Over at Commonweal, Luke Timothy Johnson offers a very interesting personal reflection on Vatican II and his own life as a monk during the time of the Council (it is an excerpts from a larger memoir). Among the interesting things he says is the following:
At St. Meinrad, a deep rift developed between the older monks (largely conservative) and the younger monks (largely liberal). The liberals advocated for change on the basis of history, arguing, for example, that patristic-era Eucharistic formulae clearly antedated and were superior to the Tridentine version, while the conservatives stood on the basis of tradition.
This made me think of how I typically use “history and tradition” together, almost as a pleonasm, as a way of talking about our relation to the past. But Johnson’s use of these terms to name a divide among people regarding reform of the liturgy (and monastic life in general) caused me to reflect on the fact that we actually mean quite different things by them.
“History” names a scholarly endeavor: a reconstruction of the past based on documentary evidence and the historian’s own sense of what is or is not plausible (thus the exclusion by most historians of miracles). It was at least in part on the basis of “history” that the so-called Apostolic Tradition of Hippolytus was reconstructed as an exemplar of liturgy in the city of Rome in the third century, and it was this historical reconstruction that affected in various ways the reforms after the Second Vatican Council, from the Second Eucharistic Prayer to the Rite of Christian Initiation of Adults.
“Tradition,” on the other hand, names a way of living with the past possessed by a community, a sense of “how we have always done things.” Whereas history involves scholarly reconstruction based on documents and a sense of plausibility, tradition is the communal process by which documents are identified as important and authoritative (i.e. canonical) to a community and which shapes the sense of what is and is not plausible. It is, to use a term coined by Peter Berger (whom Johnson mentions in his essay), a “plausibility structure.”
My sense is that history and tradition need each other. They need each other because “tradition” can simply mean “what I am familiar with,” whether or not this is in fact how we have always done things. I have heard young people speak of “Be Not Afraid” and “Eagle’s Wings” as “traditional Catholic music,” because these are what they heard when they were small, these are the means by which they learned scripture, these are things that sound utterly unlike the other music they listen to and which make them “feel” Catholic. Or some older Catholics will speak of the praying of the St.
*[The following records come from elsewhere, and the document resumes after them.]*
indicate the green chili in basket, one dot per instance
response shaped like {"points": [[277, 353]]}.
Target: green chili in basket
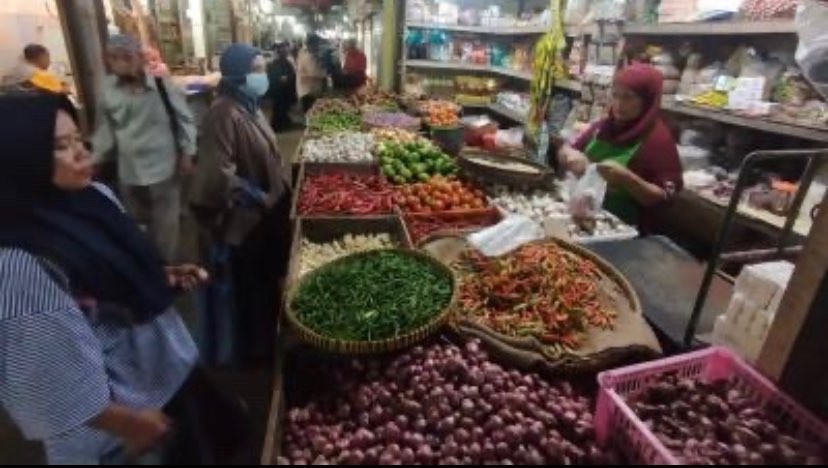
{"points": [[373, 296]]}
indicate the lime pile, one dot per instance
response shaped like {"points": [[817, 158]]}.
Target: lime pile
{"points": [[414, 162]]}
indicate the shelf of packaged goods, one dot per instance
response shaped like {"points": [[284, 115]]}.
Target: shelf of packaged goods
{"points": [[522, 75], [496, 30], [757, 123], [712, 29]]}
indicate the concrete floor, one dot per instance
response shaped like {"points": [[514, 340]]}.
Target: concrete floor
{"points": [[254, 386]]}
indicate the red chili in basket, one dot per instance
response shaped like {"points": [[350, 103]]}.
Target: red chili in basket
{"points": [[345, 193]]}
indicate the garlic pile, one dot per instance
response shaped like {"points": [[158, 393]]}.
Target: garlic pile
{"points": [[542, 205], [537, 204], [313, 255], [397, 135], [341, 147], [605, 226]]}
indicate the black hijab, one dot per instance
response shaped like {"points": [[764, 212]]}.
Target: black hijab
{"points": [[100, 250]]}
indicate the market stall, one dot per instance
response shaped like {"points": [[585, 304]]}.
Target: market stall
{"points": [[455, 309]]}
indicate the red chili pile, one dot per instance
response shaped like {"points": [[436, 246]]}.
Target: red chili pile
{"points": [[421, 226], [345, 193], [539, 290]]}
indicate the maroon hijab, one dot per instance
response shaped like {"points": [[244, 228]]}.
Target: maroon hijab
{"points": [[646, 82], [657, 160]]}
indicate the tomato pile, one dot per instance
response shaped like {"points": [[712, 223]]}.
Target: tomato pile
{"points": [[440, 113], [439, 194]]}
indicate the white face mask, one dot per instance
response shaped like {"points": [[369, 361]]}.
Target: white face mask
{"points": [[256, 84]]}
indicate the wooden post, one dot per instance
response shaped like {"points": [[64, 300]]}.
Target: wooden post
{"points": [[797, 346], [84, 29]]}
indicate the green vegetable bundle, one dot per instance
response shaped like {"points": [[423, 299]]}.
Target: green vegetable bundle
{"points": [[373, 296], [335, 122], [413, 162]]}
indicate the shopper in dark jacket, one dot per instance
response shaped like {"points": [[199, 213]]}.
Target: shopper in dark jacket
{"points": [[281, 74]]}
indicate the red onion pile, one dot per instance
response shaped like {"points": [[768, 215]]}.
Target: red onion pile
{"points": [[719, 423], [441, 404]]}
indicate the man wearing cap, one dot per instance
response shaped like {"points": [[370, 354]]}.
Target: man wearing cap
{"points": [[144, 125]]}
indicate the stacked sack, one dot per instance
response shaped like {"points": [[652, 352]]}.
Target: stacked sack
{"points": [[756, 298]]}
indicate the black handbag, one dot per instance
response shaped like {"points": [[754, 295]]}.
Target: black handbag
{"points": [[210, 425]]}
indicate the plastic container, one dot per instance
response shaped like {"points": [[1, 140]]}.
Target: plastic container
{"points": [[617, 424]]}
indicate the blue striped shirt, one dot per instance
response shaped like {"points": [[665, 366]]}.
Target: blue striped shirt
{"points": [[60, 366]]}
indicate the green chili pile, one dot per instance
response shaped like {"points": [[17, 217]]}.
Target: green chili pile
{"points": [[370, 297]]}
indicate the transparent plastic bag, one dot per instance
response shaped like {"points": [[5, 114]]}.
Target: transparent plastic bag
{"points": [[812, 53], [586, 195], [506, 235]]}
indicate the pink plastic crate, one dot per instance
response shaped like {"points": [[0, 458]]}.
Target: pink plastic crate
{"points": [[617, 424]]}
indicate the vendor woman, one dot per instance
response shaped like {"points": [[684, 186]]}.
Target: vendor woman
{"points": [[633, 148]]}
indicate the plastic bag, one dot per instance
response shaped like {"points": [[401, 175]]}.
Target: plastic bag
{"points": [[586, 195], [812, 53], [760, 10], [511, 138], [506, 235], [576, 11]]}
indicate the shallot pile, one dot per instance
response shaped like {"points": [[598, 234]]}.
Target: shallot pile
{"points": [[440, 404], [718, 423]]}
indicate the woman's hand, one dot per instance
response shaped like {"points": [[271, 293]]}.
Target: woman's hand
{"points": [[145, 431], [186, 277], [618, 176], [139, 430], [573, 160]]}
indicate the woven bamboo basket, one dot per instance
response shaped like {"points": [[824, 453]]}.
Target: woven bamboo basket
{"points": [[307, 335], [563, 362]]}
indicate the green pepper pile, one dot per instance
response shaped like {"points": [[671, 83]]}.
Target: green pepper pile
{"points": [[371, 297]]}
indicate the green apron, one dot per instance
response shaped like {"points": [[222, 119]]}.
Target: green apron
{"points": [[617, 201]]}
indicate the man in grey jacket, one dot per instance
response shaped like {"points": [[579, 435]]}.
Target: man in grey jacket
{"points": [[145, 125]]}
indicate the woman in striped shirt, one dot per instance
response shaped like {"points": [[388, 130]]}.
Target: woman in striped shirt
{"points": [[92, 353]]}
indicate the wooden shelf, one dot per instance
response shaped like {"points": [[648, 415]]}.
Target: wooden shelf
{"points": [[498, 109], [522, 75], [712, 29], [756, 123], [762, 220]]}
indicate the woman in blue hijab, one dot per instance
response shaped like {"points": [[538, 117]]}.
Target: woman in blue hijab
{"points": [[95, 362], [241, 200]]}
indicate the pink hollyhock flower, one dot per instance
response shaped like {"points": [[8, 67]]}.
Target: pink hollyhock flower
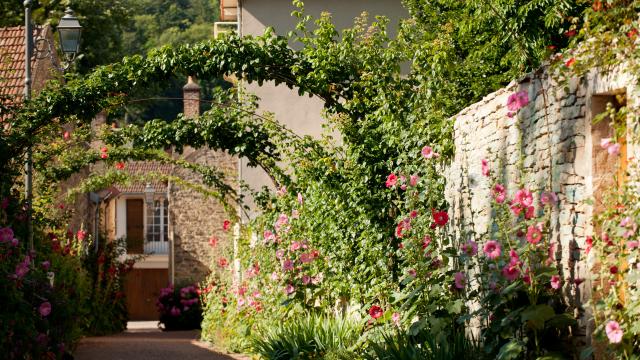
{"points": [[529, 212], [485, 167], [428, 153], [492, 249], [524, 197], [460, 280], [534, 235], [426, 241], [295, 246], [287, 265], [375, 311], [213, 241], [514, 259], [269, 236], [548, 198], [499, 193], [306, 258], [510, 272], [45, 309], [6, 234], [614, 149], [606, 142], [392, 180], [289, 289], [517, 101], [396, 318], [614, 332], [470, 248], [81, 235], [413, 180], [440, 217]]}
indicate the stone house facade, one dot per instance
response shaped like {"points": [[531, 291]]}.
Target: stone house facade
{"points": [[555, 142]]}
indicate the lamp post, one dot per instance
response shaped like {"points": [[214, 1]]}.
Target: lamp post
{"points": [[70, 31]]}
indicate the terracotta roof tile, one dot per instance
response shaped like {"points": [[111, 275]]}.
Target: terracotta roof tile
{"points": [[12, 61], [143, 167]]}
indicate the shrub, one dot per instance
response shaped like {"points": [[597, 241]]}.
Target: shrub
{"points": [[309, 337], [179, 308]]}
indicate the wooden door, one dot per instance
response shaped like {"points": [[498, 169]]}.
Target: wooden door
{"points": [[135, 226], [142, 288]]}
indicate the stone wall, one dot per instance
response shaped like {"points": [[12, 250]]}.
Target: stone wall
{"points": [[193, 217], [553, 141]]}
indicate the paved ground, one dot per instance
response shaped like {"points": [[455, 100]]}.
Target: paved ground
{"points": [[143, 341]]}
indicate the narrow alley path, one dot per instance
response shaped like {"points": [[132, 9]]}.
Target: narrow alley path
{"points": [[143, 341]]}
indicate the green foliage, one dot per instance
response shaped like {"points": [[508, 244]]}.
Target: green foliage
{"points": [[307, 337]]}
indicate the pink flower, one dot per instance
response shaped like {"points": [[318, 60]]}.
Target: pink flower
{"points": [[534, 235], [226, 225], [548, 198], [413, 180], [269, 236], [306, 279], [492, 249], [289, 289], [287, 265], [499, 193], [510, 272], [392, 180], [524, 197], [614, 332], [485, 167], [375, 311], [517, 101], [614, 149], [428, 153], [45, 309], [295, 246], [470, 248], [396, 318], [460, 280], [606, 142]]}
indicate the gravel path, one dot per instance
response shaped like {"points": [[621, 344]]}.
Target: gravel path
{"points": [[144, 342]]}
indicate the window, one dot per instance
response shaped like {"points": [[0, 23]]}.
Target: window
{"points": [[157, 234]]}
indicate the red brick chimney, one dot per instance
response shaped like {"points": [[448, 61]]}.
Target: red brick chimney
{"points": [[191, 98]]}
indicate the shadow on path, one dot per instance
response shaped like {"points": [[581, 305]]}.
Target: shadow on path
{"points": [[147, 344]]}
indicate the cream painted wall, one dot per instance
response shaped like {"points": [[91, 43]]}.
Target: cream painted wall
{"points": [[301, 113]]}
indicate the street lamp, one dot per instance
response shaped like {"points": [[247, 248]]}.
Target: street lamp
{"points": [[70, 31]]}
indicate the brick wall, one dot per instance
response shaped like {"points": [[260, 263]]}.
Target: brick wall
{"points": [[194, 218], [554, 141]]}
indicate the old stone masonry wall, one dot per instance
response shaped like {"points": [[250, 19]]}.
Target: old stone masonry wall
{"points": [[547, 145]]}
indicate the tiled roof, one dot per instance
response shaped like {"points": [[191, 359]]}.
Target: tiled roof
{"points": [[12, 61], [143, 167]]}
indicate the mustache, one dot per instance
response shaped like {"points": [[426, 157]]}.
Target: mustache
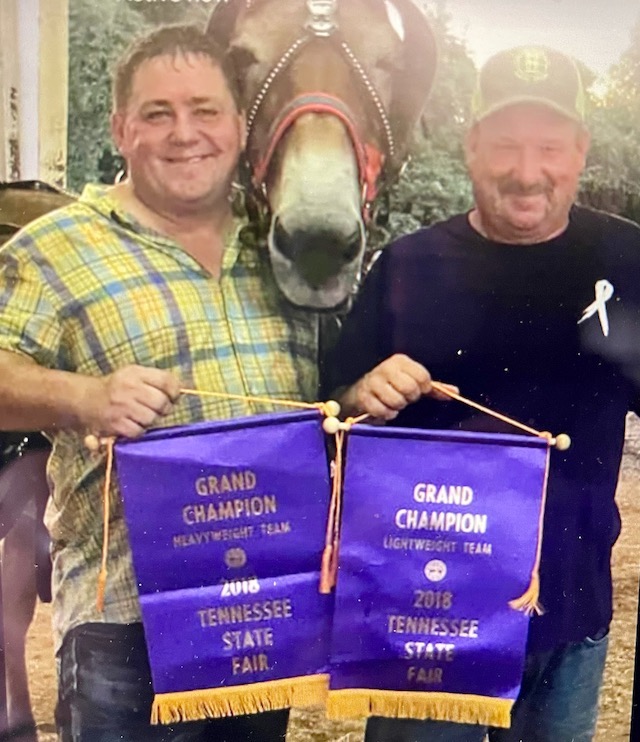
{"points": [[509, 186]]}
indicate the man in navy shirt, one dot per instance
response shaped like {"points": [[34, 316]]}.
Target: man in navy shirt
{"points": [[530, 304]]}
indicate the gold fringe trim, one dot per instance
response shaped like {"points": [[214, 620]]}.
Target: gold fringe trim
{"points": [[353, 703], [236, 700]]}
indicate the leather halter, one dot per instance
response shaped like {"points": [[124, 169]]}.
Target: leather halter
{"points": [[368, 158], [322, 25]]}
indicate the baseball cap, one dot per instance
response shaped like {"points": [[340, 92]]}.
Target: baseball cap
{"points": [[529, 74]]}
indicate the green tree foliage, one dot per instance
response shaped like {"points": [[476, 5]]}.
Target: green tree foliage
{"points": [[435, 184], [612, 177], [98, 34]]}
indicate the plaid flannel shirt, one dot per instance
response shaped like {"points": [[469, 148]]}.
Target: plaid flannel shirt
{"points": [[87, 289]]}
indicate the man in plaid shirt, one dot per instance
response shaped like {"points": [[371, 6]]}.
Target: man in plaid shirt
{"points": [[107, 308]]}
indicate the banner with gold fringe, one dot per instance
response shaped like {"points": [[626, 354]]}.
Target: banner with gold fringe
{"points": [[227, 523], [437, 573]]}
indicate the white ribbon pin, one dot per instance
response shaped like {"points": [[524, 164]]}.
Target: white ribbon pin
{"points": [[604, 291]]}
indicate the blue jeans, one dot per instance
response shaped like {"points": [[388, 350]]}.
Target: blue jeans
{"points": [[105, 695], [558, 702]]}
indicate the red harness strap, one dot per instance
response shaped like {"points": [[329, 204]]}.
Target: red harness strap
{"points": [[369, 158]]}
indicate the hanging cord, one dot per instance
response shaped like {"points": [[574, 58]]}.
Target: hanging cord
{"points": [[562, 442], [332, 426], [329, 566]]}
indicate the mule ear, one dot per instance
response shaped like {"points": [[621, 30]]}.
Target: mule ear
{"points": [[222, 21], [414, 77]]}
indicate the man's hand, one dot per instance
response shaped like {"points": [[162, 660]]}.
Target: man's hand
{"points": [[129, 401], [390, 387]]}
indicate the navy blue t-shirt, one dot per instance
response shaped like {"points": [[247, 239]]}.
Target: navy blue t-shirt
{"points": [[501, 322]]}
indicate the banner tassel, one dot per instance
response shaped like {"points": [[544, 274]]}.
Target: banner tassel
{"points": [[238, 700], [452, 707]]}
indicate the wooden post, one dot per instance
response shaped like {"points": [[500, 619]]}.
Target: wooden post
{"points": [[53, 90], [9, 92]]}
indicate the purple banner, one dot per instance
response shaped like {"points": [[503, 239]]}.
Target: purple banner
{"points": [[227, 526], [439, 533]]}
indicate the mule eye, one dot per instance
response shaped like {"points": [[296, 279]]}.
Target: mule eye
{"points": [[241, 58]]}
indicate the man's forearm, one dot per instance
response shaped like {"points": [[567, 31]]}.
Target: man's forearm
{"points": [[36, 398]]}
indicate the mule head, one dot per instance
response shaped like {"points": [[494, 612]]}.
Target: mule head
{"points": [[332, 90]]}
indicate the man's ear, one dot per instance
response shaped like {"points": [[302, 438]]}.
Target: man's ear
{"points": [[584, 144], [243, 129], [117, 130]]}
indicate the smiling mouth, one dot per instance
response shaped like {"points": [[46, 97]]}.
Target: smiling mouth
{"points": [[187, 160]]}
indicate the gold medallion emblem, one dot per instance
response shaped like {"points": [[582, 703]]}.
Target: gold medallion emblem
{"points": [[531, 64], [235, 558]]}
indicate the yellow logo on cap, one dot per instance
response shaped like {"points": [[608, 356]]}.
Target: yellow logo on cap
{"points": [[531, 64]]}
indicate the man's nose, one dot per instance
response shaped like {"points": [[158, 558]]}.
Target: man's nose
{"points": [[528, 166], [184, 128]]}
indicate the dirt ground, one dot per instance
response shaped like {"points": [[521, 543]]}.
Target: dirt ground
{"points": [[311, 726]]}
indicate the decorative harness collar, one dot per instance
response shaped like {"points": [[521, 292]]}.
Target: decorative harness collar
{"points": [[322, 23]]}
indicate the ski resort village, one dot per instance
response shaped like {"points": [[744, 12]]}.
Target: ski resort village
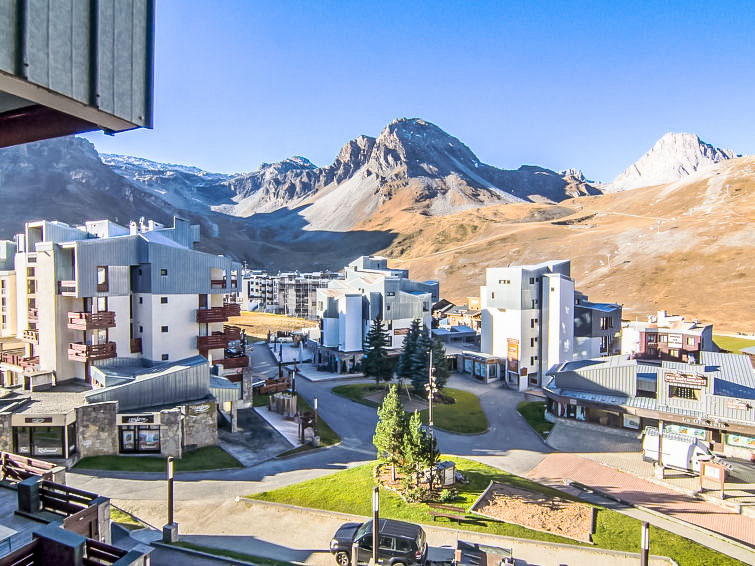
{"points": [[406, 354]]}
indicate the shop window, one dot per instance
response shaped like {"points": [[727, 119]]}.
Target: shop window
{"points": [[680, 392]]}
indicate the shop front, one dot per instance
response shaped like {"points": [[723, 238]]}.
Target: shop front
{"points": [[139, 433], [44, 436]]}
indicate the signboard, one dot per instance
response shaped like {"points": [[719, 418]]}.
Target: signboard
{"points": [[137, 419], [631, 421], [737, 405], [687, 430], [689, 379], [513, 354]]}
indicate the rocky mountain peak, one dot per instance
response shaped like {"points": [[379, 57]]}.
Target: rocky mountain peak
{"points": [[674, 156]]}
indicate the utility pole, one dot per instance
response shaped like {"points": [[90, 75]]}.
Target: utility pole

Michael prayer at the end of Mass as “traditional,” because this is what they remember from their youth. Of course a quick Google search (or simply consulting your [grand]parents) will reveal that “Be Not Afraid” et al. are of recent vintage and were considered quite a rupture with tradition when they first appeared, or that the Prayer to St. Michael began to be said at the end of Mass only in 1886. These things in some sense are “traditional,” inasmuch as they are artifacts of the past that genuinely form part of the plausibility structure within which some Catholics live out their faith, but they are not particularly “historical” in terms of the broad sweep of the Church’s journey through time.
Likewise, “history,” meaning “how things were done in the past,” can carry the implication that this is how we should be doing them now, even if it means overturning the way we have been doing things, if not always, at least for a while. This can be a problem 1) because history really only gives us an educated guess as to how things were done in the past and 2) because the way things were done at some point in the past does not always mean they should be done that way in the present. The shifting evaluations of the Apostolic Tradition — now seen as probably largely 4th-century and later, and almost certainly not from Rome, and definitely not written by Hippolytus — shows the tentativeness with which historians must operate. And even when they are fairly certain how things were done in, say, the 4th century, this in itself is not an argument for changing the way people have come to pray in the intervening centuries. The sense of lived tradition should temper our appeals to past precedent as an argument for change (which is always selective: one rarely hears arguments based on 4th-century precedent for segregating worshippers by sex).
I think a healthy sense of tradition involves judicious appeal to our knowledge of history and a healthy employment of history in reforms involves a respect for lived tradition. So in a sense it is probably right to speak of “history and tradition,” not as synonyms but as two different ways of living with the past that need each other as the Church journeys into the future.